Greka Oil and Gas, Inc. has failed to meet multiple clean-up deadlines set by the U.S. Environmental Protection Agency at its Gato Ponds lease. As a result, EPA has assumed control of a portion of clean-up activities at Gato Ponds, located at 6057 Palmer Road in Santa Maria, Calif., according to an Oct. 1 press release.

"This is the third time the EPA has had to take over clean-up activities because Greka failed to meet reasonable standards," said Daniel Meer, assistant director for the Emergency Response, Preparedness and Prevention Branch of the Superfund Division in the EPA's Pacific Southwest region. "We have given Greka Oil and Gas every opportunity to effectively conduct this cleanup under federal oversight, but they have failed to meet our deadlines. Efficient cleanup is especially important as we approach the rainy season."

EPA is taking over the most critical activities, and the federal government will then seek reimbursement of those costs from Greka.

The agency first assumed clean-up responsibilities from Greka in 2005 following the first Zaca lease spill. EPA stepped in again to assume cleanup from Greka earlier this year following their Bell lease spill because the company repeatedly failed to meet federal standards.
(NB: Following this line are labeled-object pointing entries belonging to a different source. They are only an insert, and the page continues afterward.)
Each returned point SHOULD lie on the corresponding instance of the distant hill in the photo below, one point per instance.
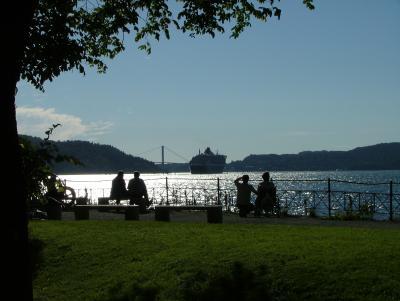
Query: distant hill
(97, 158)
(384, 156)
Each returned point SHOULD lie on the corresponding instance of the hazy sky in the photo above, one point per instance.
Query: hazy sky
(327, 79)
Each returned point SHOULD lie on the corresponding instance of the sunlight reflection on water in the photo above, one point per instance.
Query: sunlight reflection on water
(98, 185)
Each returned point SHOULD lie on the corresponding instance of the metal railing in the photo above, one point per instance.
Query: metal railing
(300, 197)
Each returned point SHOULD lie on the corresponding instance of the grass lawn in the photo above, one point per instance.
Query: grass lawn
(119, 260)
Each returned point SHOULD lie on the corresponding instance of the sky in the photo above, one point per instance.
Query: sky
(327, 79)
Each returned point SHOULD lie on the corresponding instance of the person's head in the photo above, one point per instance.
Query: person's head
(265, 176)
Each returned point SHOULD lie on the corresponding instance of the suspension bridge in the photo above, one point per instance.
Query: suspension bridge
(163, 162)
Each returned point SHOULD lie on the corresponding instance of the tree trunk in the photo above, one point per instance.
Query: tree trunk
(17, 281)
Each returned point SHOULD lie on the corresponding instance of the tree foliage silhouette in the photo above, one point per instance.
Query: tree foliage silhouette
(42, 38)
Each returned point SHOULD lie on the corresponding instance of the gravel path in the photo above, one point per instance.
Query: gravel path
(232, 218)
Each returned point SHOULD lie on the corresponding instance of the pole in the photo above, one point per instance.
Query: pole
(162, 157)
(329, 197)
(166, 187)
(391, 201)
(218, 197)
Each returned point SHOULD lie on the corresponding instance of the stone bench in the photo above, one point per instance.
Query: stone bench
(82, 211)
(214, 212)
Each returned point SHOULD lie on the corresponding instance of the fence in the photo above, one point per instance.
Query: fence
(327, 197)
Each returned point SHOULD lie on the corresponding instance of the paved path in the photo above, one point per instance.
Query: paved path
(232, 218)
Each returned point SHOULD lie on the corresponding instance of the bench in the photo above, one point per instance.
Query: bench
(82, 211)
(214, 212)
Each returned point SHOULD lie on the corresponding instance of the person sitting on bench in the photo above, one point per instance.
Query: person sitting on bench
(118, 188)
(138, 193)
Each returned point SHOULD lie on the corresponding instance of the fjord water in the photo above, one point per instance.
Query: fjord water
(98, 185)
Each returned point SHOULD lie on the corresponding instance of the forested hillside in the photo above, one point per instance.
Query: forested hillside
(375, 157)
(97, 158)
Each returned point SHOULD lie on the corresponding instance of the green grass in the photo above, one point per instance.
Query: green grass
(119, 260)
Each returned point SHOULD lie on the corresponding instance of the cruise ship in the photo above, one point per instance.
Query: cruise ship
(207, 162)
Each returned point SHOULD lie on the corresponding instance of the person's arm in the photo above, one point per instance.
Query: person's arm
(253, 189)
(237, 181)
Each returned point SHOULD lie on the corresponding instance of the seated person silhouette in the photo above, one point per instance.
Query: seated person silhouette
(118, 188)
(138, 193)
(244, 190)
(266, 199)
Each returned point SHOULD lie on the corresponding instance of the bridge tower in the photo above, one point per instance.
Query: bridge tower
(162, 157)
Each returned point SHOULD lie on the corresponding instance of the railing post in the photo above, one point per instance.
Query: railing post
(391, 201)
(218, 190)
(329, 197)
(166, 187)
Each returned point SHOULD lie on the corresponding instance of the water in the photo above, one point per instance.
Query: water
(347, 187)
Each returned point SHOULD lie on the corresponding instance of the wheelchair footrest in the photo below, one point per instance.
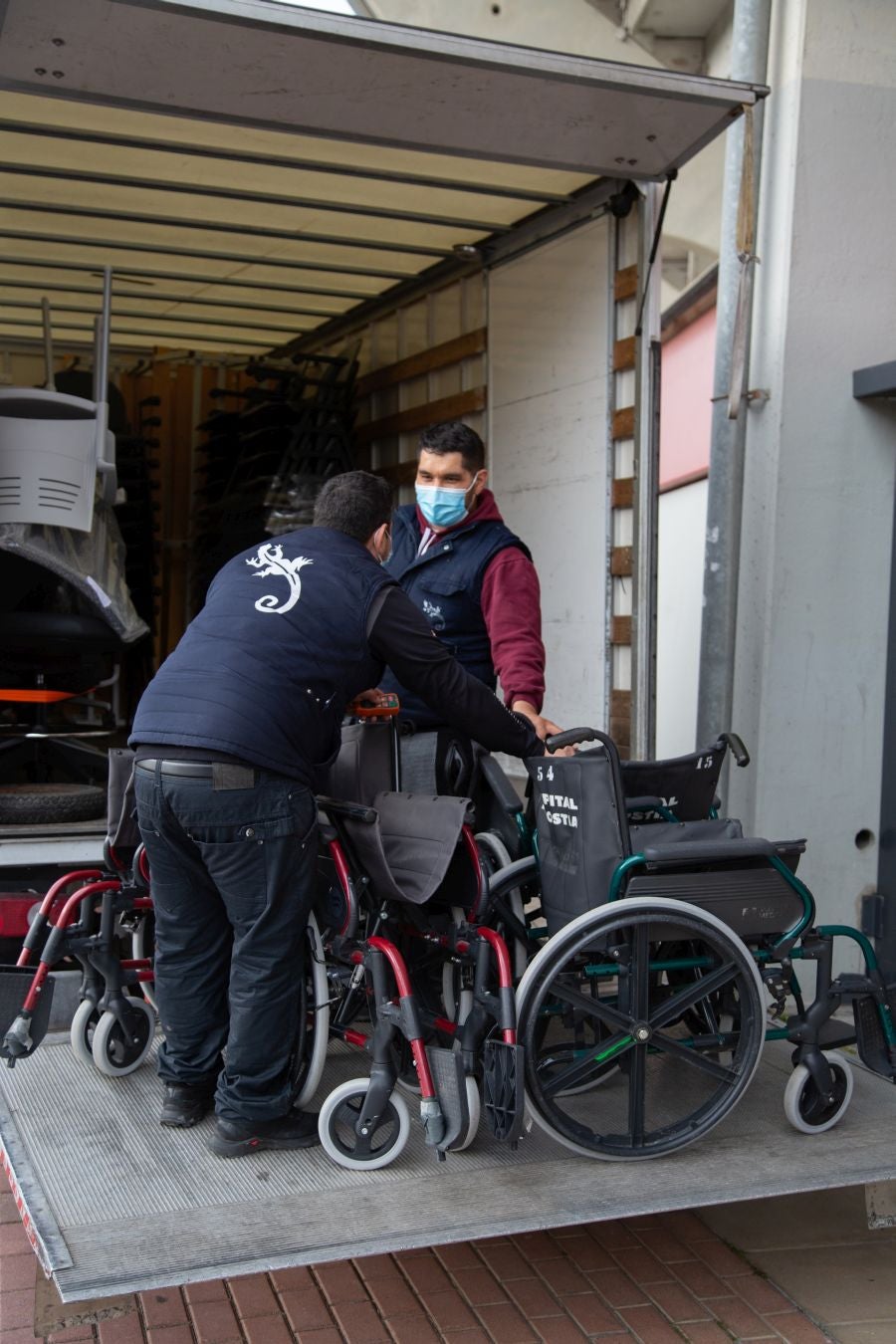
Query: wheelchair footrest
(503, 1089)
(446, 1067)
(869, 1033)
(22, 1032)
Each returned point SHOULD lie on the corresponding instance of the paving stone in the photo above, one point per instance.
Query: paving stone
(534, 1298)
(211, 1290)
(253, 1296)
(506, 1325)
(700, 1279)
(458, 1255)
(591, 1313)
(704, 1332)
(14, 1240)
(558, 1329)
(585, 1252)
(214, 1321)
(799, 1329)
(426, 1274)
(679, 1304)
(305, 1309)
(480, 1285)
(642, 1265)
(649, 1325)
(537, 1244)
(722, 1259)
(743, 1323)
(161, 1308)
(16, 1308)
(392, 1296)
(449, 1310)
(340, 1282)
(291, 1279)
(171, 1335)
(618, 1289)
(19, 1271)
(412, 1329)
(665, 1246)
(563, 1277)
(360, 1324)
(270, 1329)
(761, 1294)
(506, 1260)
(121, 1329)
(612, 1235)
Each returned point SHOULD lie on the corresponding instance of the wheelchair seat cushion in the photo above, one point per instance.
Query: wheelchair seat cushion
(407, 851)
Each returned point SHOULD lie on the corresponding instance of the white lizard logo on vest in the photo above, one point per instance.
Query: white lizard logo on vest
(433, 614)
(273, 558)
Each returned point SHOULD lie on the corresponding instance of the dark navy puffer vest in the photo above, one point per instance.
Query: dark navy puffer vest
(268, 667)
(446, 584)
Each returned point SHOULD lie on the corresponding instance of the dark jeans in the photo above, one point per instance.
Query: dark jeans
(233, 882)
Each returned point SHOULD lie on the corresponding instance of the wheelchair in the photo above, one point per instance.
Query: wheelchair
(92, 917)
(642, 1012)
(419, 979)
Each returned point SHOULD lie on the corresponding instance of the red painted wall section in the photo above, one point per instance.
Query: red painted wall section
(685, 406)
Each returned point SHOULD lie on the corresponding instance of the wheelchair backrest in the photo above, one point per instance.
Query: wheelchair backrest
(685, 785)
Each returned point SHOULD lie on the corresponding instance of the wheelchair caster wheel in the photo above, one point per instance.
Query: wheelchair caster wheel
(806, 1109)
(117, 1052)
(474, 1108)
(81, 1032)
(336, 1126)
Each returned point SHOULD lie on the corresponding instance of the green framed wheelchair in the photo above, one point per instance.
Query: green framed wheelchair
(669, 951)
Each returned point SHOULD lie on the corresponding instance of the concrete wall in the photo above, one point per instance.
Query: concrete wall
(549, 448)
(818, 496)
(683, 525)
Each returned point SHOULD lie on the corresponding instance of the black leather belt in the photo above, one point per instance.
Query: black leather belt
(189, 769)
(225, 775)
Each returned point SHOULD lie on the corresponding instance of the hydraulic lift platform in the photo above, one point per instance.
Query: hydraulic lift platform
(114, 1203)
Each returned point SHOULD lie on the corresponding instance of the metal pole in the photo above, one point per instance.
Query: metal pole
(47, 344)
(749, 62)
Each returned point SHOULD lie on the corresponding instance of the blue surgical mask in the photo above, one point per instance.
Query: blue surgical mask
(443, 506)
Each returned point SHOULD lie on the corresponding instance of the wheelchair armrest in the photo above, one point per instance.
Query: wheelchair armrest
(500, 785)
(711, 852)
(356, 810)
(644, 803)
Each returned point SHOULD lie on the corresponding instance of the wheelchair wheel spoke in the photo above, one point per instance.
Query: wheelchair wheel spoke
(675, 1007)
(595, 1007)
(637, 1095)
(695, 1058)
(581, 1070)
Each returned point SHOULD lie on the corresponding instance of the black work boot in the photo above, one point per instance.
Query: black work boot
(234, 1137)
(184, 1104)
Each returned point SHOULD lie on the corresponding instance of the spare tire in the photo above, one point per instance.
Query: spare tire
(29, 803)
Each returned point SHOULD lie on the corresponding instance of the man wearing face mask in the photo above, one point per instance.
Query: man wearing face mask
(469, 575)
(230, 738)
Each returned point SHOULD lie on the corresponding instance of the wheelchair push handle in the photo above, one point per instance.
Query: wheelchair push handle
(737, 748)
(569, 737)
(501, 787)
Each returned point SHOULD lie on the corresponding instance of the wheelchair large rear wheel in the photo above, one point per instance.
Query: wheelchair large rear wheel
(614, 1067)
(314, 1027)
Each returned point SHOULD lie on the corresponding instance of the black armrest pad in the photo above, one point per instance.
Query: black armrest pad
(356, 810)
(710, 852)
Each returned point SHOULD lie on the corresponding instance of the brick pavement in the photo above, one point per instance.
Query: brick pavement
(657, 1279)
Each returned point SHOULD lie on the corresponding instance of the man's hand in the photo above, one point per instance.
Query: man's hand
(542, 726)
(373, 699)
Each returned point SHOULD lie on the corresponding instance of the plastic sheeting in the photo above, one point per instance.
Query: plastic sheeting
(93, 561)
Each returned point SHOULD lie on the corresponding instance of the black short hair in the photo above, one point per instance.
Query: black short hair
(354, 503)
(454, 437)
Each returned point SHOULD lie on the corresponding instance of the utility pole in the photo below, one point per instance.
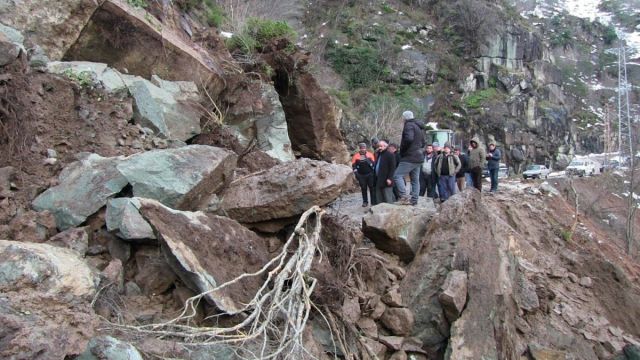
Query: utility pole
(625, 140)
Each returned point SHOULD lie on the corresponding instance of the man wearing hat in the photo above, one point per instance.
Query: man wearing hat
(411, 158)
(477, 159)
(362, 164)
(493, 163)
(447, 166)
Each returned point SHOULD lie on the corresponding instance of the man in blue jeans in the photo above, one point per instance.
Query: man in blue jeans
(411, 159)
(493, 163)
EPA ordered Greka to mitigate the hazards at Gato ponds due to their close proximity to Cat Canyon Creek. The ponds were leaking in multiple locations and posed an extreme hazard for a spill. There are several drainage pathways leading from Gato ponds to the riparian habitat next to the creek and then into the creek itself. The creek flows to the Santa Maria River, which flows to the Pacific Ocean. Downstream from the Gato Ponds, the creek is the home to threatened and endangered species.

EPA is taking this action because Greka Oil and Gas, Inc. violated the "Order for Removal, Mitigation, and Prevention of a Substantial Threat of Oil Discharge," Docket No. OPA 311-09-2008-0005. In a letter dated Aug. 7, 2008, EPA amended the order to include multiple deadlines for different stages of work. Greka has failed to meet these deadlines.

Greka may face fines and penalties pursuant to order, for the violations. The law allows for fines of up to $32,500 per day, for each violation.